DUBLIN – Shares in Pharnext SA plunged by more than 40% Friday on news that the FDA requires the company to undertake a second phase III trial of its Charcot-Marie-Tooth disease type 1A (CMT1A) therapy PXT-3003.
It's a significant setback for Paris-based Pharnext, which would otherwise have been expecting to commence an NDA filing shortly. Now it must roll up its sleeves and prepare for another expensive pivotal trial.
Although the company reported positive top-line data for its first phase III trial of PXT-3003 last October, the study was compromised by formulation stability issues, which affected its high-dose arm. The trial recruited 323 patients, but the efficacy analysis only considered data from 235 of them. Even so, it had remained confident that the statistical analysis it performed did uncover an efficacy signal. But getting approval based on a single, flawed pivotal trial always looked like a hard sell. (See BioWorld, Oct. 17, 2018.)
The additional trial will likely add a two- to three-year delay to the program – the original phase III trial began in December 2015 and was completed in September 2018. The most optimistic scenario would see the second phase III study start in the first half of next year. The company will first need to agree on a study protocol with the FDA.
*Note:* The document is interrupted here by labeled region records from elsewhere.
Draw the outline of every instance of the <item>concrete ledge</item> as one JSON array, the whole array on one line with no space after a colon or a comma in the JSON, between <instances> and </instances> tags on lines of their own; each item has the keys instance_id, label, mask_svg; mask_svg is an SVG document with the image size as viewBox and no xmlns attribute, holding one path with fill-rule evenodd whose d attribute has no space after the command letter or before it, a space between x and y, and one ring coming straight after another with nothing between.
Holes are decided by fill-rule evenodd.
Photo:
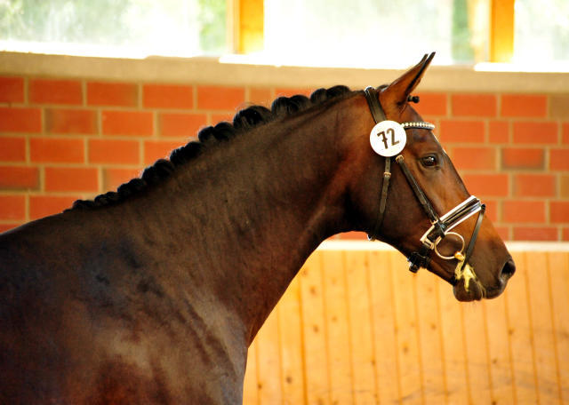
<instances>
[{"instance_id":1,"label":"concrete ledge","mask_svg":"<svg viewBox=\"0 0 569 405\"><path fill-rule=\"evenodd\" d=\"M506 242L509 251L569 251L566 242ZM389 244L368 241L325 241L318 250L396 251Z\"/></svg>"},{"instance_id":2,"label":"concrete ledge","mask_svg":"<svg viewBox=\"0 0 569 405\"><path fill-rule=\"evenodd\" d=\"M219 58L132 60L0 52L0 75L103 81L312 89L346 84L363 89L389 83L402 72L221 63ZM472 67L434 66L421 91L567 93L569 73L477 72Z\"/></svg>"}]
</instances>

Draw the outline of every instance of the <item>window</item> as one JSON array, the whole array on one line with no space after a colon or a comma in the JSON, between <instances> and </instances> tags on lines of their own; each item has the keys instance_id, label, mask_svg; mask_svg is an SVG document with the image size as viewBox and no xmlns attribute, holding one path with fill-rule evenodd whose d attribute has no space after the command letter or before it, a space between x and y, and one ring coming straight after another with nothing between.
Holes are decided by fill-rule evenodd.
<instances>
[{"instance_id":1,"label":"window","mask_svg":"<svg viewBox=\"0 0 569 405\"><path fill-rule=\"evenodd\" d=\"M569 63L569 1L517 0L514 61Z\"/></svg>"},{"instance_id":2,"label":"window","mask_svg":"<svg viewBox=\"0 0 569 405\"><path fill-rule=\"evenodd\" d=\"M225 0L4 0L6 50L145 57L227 53Z\"/></svg>"},{"instance_id":3,"label":"window","mask_svg":"<svg viewBox=\"0 0 569 405\"><path fill-rule=\"evenodd\" d=\"M485 0L266 0L265 51L311 64L406 67L486 59Z\"/></svg>"},{"instance_id":4,"label":"window","mask_svg":"<svg viewBox=\"0 0 569 405\"><path fill-rule=\"evenodd\" d=\"M407 67L436 51L439 65L569 66L569 1L3 0L0 49L133 58L236 52L258 63L365 68Z\"/></svg>"}]
</instances>

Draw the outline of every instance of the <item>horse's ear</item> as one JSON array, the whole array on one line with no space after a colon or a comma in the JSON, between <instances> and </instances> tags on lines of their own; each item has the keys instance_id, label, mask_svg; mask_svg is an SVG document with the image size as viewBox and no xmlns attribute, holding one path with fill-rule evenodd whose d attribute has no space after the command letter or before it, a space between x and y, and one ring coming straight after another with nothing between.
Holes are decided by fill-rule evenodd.
<instances>
[{"instance_id":1,"label":"horse's ear","mask_svg":"<svg viewBox=\"0 0 569 405\"><path fill-rule=\"evenodd\" d=\"M407 96L415 90L415 87L421 82L421 78L427 71L427 68L429 68L434 57L435 52L423 56L421 62L414 68L405 72L381 91L381 100L385 99L388 105L405 103L407 100Z\"/></svg>"}]
</instances>

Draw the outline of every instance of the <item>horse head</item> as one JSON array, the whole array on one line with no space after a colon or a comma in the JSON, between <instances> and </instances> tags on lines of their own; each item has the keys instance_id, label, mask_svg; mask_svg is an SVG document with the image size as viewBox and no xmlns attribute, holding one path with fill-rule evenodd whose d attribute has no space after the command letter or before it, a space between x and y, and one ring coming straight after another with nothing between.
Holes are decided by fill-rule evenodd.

"We are disappointed in the delay, especially for patients," Pete Collum, Pharnext's chief financial officer and chief business officer, told BioWorld. "We do understand the FDA's perspective. We remain highly confident in PXT-3003's potential impact on CMT1A. We remain committed to pursuing approval in the U.S. in coordination with the FDA."
A key issue to address will be how to manage the stability issue. When it first emerged, Pharnext adopted the simple stratagem of administering the low dose of PXT-3003 twice. It is not yet clear whether the FDA will agree to this approach or whether it will require additional formulation work.
PXT-3003 is the lead drug candidate to emerge from Pharnext's computational approach to drug discovery, which involves the identification of combinations of known molecules that have synergistic effects on disease pathways. It comprises the muscle relaxant baclofen, the opioid receptor antagonist naltrexone and the sugar alcohol sorbitol.
The company has long enjoyed a lead in CMT1A, an autosomal dominant condition usually caused by a duplication of the gene encoding peripheral myelin protein 22 (PMP-22). As with other forms of CMT, the condition leads to progressive damage of the peripheral nerves and can cause muscle wasting in the feet, legs and hands.
Cambridge, Mass.-based Acceleron Pharma Inc. expects to report phase II data in CMT later this for ACE-083, a locally acting molecule based on follistatin, a naturally occurring protein involved in promoting muscle growth. Sarepta Therapeutics, Inc., also of Cambridge, licensed rights to a gene therapy program originally developed at the Nationwide Children's Hospital, in Columbus, Ohio, which involves the delivery of an adeno-associated virus 1 (AAV1) vector encoding the neurotrophic factor neurotrophin-3.
Meanwhile, Pharnext is gearing up to raise more cash or to find a partner. In addition to PXT-3003, it also has an Alzheimer's program, PXT-864, which comprises baclofen and acamprosate, a drug used in the treatment of alcohol dependence.
Shares in Pharnext (PARIS:ALPHA) dropped as low as €7.02 Friday before closing at €7.16, down 41% on the previous close of €12.15.